Keluhan mulai dari penerapan tarif dan pembagiannya kepada pengemudi hingga jaminan kesehatan dan ketenagakerjaan.
Syahrul Munir menjelaskan, para pengemudi ojol merasa terbebani karena selama ini biaya Jaminan Kesehatan dan Ketenagakerjaan ditanggung sendiri melalui pemotongan tarif otomatis, bukan ditanggung oleh pihak perusahaan aplikasi (aplikator).
Padahal, kewajiban terkait iuran ketenagakerjaan sudah diatur dalam Keputusan Gubernur (Kepgub) Jawa Timur yang berlaku sejak 26 Agustus 2025.
“Pertemuan dengan perwakilan ojol Rabu, 17 September kemsrin. Mereka terbebani, sekali lagi pihak aplikator masih belum memberikan atensi yang baik terkait hal ini. Bahkan, penerapan tarif masih jauh di bawah aturan yang ditetapkan dalam Kepgub,” terangnya, Sabtu, 20 September 2025.
Syahrul menambahkan, persoalan ini sejatinya bukan hanya masalah lokal, melainkan juga isu nasional yang dirasakan para pengemudi ojol di berbagai daerah. Meski begitu, DPRD Gresik tetap membuka ruang aspirasi dan menampung keluhan tersebut sebagai bagian dari hak masyarakat.
“Bismillah, semoga segera mendapatkan titik temu dan tindak lanjut dari pihak aplikator terkait KEPGUB Jawa Timur yang baru saja ditetapkan. Tetap semangat para pahlawan mobilitas masyarakat,” terangnya.
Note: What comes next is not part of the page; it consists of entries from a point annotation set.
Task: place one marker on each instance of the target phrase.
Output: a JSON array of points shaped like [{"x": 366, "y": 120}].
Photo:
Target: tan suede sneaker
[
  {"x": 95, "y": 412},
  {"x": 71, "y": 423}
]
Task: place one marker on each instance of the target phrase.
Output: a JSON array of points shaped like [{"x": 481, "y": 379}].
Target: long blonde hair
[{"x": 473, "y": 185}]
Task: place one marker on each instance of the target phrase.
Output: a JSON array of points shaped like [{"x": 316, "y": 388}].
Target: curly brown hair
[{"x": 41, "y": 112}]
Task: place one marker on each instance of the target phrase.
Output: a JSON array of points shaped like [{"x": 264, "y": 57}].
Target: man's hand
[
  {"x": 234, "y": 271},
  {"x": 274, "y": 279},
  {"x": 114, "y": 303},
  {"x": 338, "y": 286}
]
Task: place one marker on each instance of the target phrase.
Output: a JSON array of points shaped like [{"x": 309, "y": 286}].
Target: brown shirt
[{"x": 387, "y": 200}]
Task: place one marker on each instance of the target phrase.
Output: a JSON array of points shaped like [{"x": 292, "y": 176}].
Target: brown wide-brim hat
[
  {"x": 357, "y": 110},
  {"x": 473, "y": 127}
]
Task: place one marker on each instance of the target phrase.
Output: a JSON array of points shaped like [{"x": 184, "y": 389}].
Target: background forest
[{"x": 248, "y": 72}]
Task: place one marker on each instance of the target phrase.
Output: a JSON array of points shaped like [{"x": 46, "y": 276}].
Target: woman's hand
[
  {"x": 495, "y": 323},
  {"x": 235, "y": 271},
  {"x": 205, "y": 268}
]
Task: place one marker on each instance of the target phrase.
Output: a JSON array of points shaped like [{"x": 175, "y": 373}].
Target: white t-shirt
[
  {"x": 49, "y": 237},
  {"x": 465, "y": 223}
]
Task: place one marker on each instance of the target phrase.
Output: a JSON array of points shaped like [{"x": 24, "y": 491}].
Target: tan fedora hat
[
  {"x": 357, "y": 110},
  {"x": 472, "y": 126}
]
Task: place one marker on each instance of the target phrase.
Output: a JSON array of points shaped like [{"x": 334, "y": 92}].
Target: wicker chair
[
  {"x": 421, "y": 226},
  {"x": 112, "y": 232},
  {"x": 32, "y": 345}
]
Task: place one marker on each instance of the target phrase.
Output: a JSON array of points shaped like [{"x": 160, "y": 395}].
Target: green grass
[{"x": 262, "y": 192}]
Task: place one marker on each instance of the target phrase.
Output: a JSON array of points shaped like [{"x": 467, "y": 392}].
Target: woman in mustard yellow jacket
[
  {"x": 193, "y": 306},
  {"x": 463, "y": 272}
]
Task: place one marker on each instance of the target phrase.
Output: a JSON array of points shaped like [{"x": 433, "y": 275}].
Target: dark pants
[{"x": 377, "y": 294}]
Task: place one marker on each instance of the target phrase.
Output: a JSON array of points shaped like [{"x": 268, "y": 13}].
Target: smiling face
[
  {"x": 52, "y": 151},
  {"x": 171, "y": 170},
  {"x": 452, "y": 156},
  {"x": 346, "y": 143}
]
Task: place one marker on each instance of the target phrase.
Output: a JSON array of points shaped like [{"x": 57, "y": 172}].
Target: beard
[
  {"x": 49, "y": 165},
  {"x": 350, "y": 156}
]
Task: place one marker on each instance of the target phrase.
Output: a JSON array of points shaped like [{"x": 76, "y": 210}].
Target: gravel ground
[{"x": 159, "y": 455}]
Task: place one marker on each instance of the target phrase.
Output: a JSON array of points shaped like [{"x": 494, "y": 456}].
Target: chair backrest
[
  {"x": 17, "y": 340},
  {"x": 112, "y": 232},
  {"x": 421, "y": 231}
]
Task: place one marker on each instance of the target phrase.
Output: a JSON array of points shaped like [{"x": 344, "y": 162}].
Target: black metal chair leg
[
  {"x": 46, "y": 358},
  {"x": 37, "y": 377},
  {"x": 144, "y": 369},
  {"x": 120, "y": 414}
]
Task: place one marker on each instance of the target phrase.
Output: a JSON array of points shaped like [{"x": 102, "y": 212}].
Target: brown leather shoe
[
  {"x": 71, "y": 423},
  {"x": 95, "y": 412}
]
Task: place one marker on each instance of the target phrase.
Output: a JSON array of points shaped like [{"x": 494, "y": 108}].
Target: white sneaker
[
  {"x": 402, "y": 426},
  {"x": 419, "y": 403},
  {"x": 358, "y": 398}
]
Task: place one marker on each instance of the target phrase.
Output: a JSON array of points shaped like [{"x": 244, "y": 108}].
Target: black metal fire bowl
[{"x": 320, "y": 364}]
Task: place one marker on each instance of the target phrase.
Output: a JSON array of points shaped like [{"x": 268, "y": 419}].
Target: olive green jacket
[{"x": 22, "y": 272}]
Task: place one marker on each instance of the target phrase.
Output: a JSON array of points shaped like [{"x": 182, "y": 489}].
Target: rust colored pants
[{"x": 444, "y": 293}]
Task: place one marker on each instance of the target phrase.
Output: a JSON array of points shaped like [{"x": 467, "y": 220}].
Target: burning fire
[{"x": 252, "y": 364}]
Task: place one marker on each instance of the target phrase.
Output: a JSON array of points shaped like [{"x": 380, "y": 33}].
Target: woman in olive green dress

Perwakilan ojol, Usman Efendi menyampaikan harapannya agar Pemerintah Daerah ikut memberi perhatian pada kesejahteraan mitra pengemudi di Gresik.
"Selain soal tarif dan jaminan sosial, dukungan lain yang dibutuhkan adalah adanya intervensi dari perusahaan m - perusahaan di Gresik berupa bantuan sosial maupun pelatihan keterampilan tambahan," ungkapnya.